Надо ли говорить, что со второго или третьего слушания я знал «Хлебозоры» наизусть и бесконечно повторял их — и на городских улицах, и потом, когда я через несколько дней уехал в свою деревню, твердил их, шагая полевыми тропами к бригадным станам, где мне полагалось проводить политбеседы, читать сводки Информбюро, вести культурно-массовую работу. Рожь, июньская, еще бледно-зеленая, обступала меня, земля казалась ласковой и теплой, я шел по ней и бормотал: «Это молнии без грома в ночь, которая темна…» Меня поражало умение автора «Хлебозоров» причудливо соединять известные словосочетания, так что они становились необычными, заново осмысленными. А ритм, вернее — ритмы поэмы!

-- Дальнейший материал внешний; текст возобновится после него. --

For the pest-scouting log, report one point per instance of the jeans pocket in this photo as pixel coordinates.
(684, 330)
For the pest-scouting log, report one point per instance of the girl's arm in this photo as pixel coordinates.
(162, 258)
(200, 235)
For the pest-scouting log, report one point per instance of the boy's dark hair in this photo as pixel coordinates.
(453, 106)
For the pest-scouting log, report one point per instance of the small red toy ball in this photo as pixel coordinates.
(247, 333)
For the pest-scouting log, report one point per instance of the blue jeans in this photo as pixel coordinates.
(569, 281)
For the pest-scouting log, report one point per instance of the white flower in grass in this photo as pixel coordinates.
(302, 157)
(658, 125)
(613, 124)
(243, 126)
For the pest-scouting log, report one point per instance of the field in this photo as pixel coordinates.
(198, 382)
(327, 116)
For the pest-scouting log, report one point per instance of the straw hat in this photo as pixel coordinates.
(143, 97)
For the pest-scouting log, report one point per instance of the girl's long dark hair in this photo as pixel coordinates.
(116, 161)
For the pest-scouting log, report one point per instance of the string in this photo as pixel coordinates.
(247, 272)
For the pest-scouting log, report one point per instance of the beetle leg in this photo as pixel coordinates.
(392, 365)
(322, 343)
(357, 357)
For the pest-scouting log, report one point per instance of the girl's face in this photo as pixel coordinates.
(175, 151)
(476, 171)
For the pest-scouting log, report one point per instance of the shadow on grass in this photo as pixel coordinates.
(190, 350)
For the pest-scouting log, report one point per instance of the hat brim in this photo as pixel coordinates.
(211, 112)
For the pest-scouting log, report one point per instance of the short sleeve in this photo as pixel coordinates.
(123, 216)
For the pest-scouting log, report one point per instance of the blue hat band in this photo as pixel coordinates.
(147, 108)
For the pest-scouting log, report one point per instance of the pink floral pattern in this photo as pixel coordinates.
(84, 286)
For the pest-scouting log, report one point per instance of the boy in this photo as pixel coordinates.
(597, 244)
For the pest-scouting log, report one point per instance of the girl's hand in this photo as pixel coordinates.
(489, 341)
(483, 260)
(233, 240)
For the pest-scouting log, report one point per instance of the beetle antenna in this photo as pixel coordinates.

Они были какими-то крылатыми, вольно летящими, подхватывающими тебя! Привычные ямбы и хореи — а они преобладали в «Хлебозорах», если взглянуть на поэму лабораторно, — казались неузнаваемыми, обретали новые качества…

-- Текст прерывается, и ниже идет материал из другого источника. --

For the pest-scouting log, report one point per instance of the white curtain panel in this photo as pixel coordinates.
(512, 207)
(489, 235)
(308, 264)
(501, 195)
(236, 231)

Разумеется, со всем пылом стихотворной юности я начал если не подражать, то во всяком случае следовать Глазкову: чуть ли не в ту же ночь после нашего знакомства написал стихи о луне, как об оторвавшейся голове земли, утверждая, что Тихий океан — «то место, где была когда-то шея», и тому подобное — хотелось быть «необычным». Вряд ли понимал я тогда, что необычность Глазкова — его природное качество, его органическое свойство, и он необычен не оттого, что ему хочется или нравится быть необычным, а оттого, что обычным, похожим на многих он просто быть не может.

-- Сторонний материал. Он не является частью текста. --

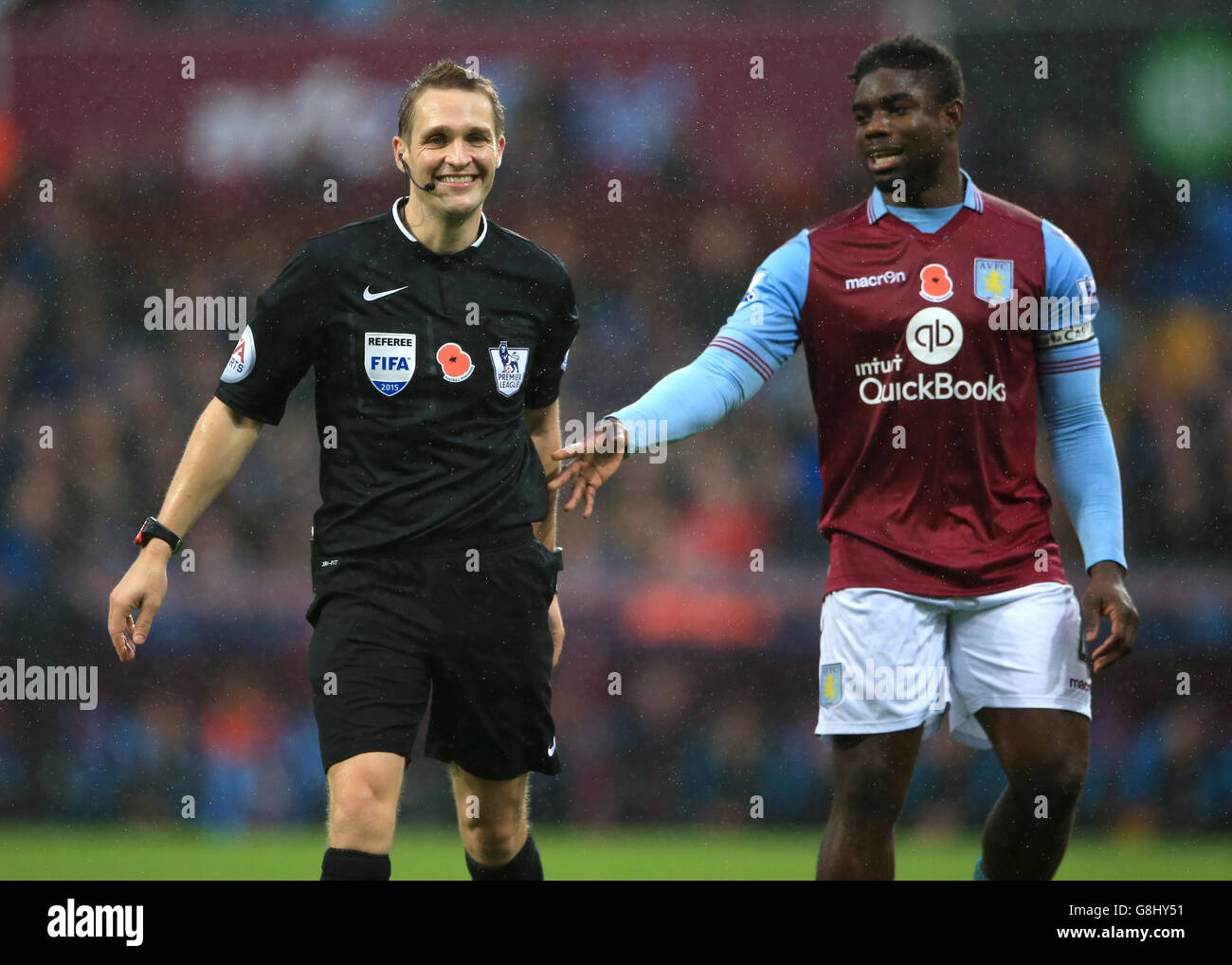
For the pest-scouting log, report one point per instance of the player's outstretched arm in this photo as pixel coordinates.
(1083, 455)
(216, 448)
(758, 339)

И тогда, и теперь, много лет спустя, я знал и знаю: знакомство с Николаем Глазковым стало событием в моей жизни, в моих взглядах на жизнь и литературу и в моем профессиональном учении.

Впоследствии открылось мне, что не только меня, юнца желторотого, но и людей постарше, наделенных большим поэтическим талантом, — таких, как Слуцкий, Самойлов, Межиров, Наровчатов, Луконин, — очень многому научил Николай Глазков. Сошлюсь, кстати, на известные строки Бориса Слуцкого: «Сколько мы у него воровали, а всего мы не утянули…»

А в 1943 году следующая наша встреча с ним состоялась месяца два спустя: шли жестокие бои на Курской дуге, фашистские самолеты совершили несколько налетов на Горький, летние короткие ночи пылали пожарами, вспышками трассирующих пуль, небо было исполосовано прожекторами…

Когда я приехал из деревни для сдачи очередного запущенного экзамена, на главной площади города был выставлен на обозрение сбитый над Горьким немецкий бомбардировщик. Глазков был весел, оживлен: положение на фронте ему представлялось обнадеживающим, возникла перспектива скорого возвращения в Москву, где поэта и его мать ждала оставленная без присмотра арбатская квартира. Мы с Глазковым, конечно, пошли на площадь Минина поглядеть на сбитый вражеский самолет, и Коля — мы почти сразу стали на «ты» — прочитал мне стихи об этом.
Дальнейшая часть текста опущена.